Lee has "set" the emergency speed to 3x what they need just to be safe. The nuns enter one by one and disappear in the red triangle. We watch on the TVs as models are destroyed, mixed with more stock footage disaster. Maybe one or two was staged by the movie. I doubt it.
Lee states that he regrets that The married duo can't come, then randomly changes into his "actual" look. He looks completely stupid. That's the only way I can describe it. Perhaps an overly large cabbage patch kid's head with no hair. We see a volcano explode and lava run down. We see fires.
More volcano explosions. Some floods and junk. Our duo watch on TV. An avalanche. I GET THE POINT, MOVIE!
Wife begs Smoker to tell her it's not true. "It had to happen" he says. "God knows what's on the other sideo that wall...it's our only chance. Let's take it." So they walk to the triangle machine. The red triangle appears and they're zapped away to another world.

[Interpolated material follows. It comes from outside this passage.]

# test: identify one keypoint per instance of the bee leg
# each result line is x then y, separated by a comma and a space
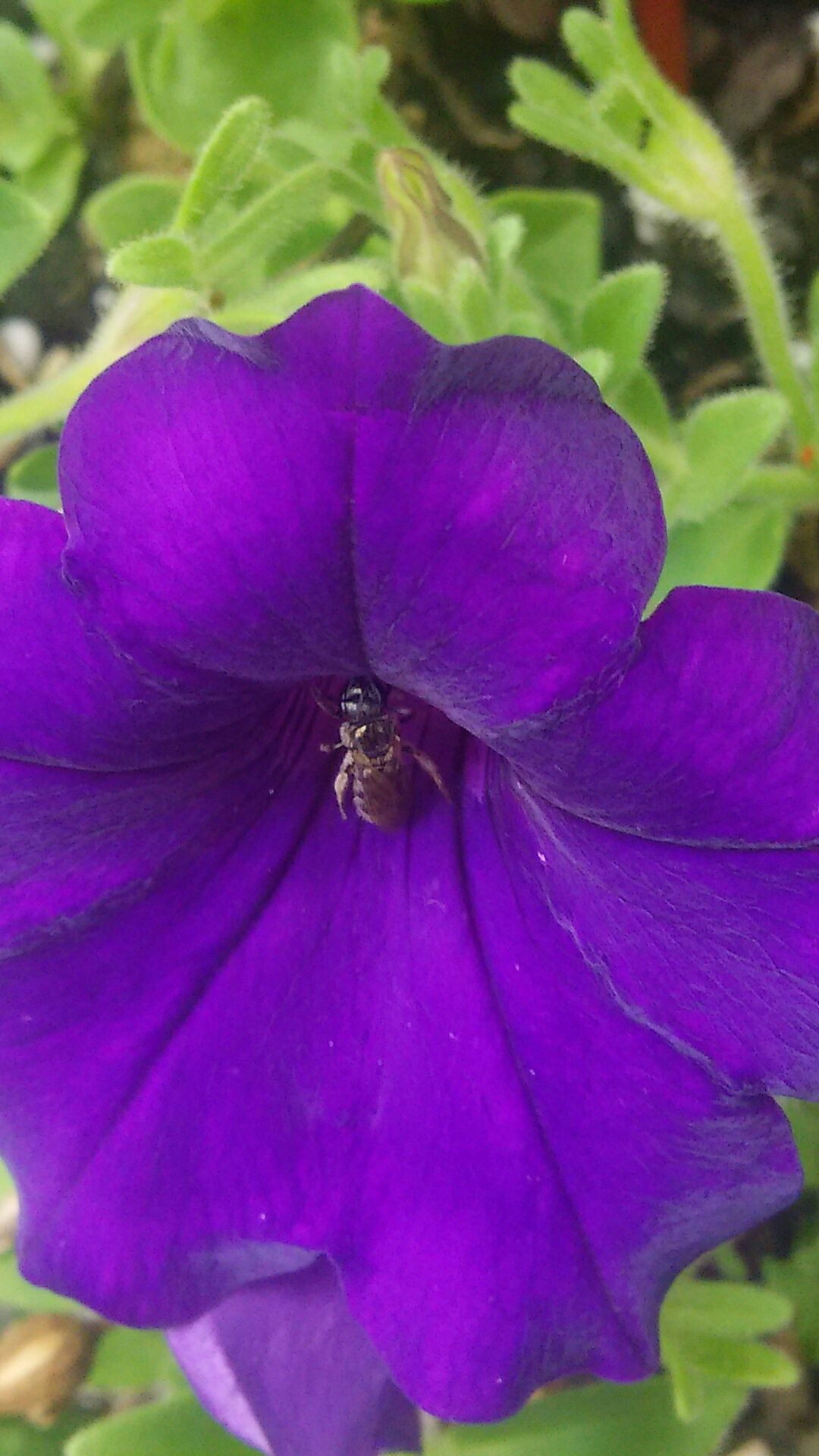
343, 781
428, 766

A TV shows the convent. We pan around the machine room. Slowly, read that as slowly as possible. We zoom away from Earth....which then explodes. Making a very loud bang in space. Apparently Earth was full of glitter.
I hate you movie. Stop having sound in space.
And...that's the end. I hope that Lee backhanded Band for this crap.
Dear goodness. The credits are freaking slow, too...and am I hearing an ECHO of Earth's explosion in space? How the $^&#* is that workng?! Yeah. I'm done.
Rating: 0 out of 5. Worst. Movie. Ever. Ever. EVER. I'd rather watch Manos. I'd rather watch the room. I'd rather watch Salo on a full stomach. This movie was an abomination.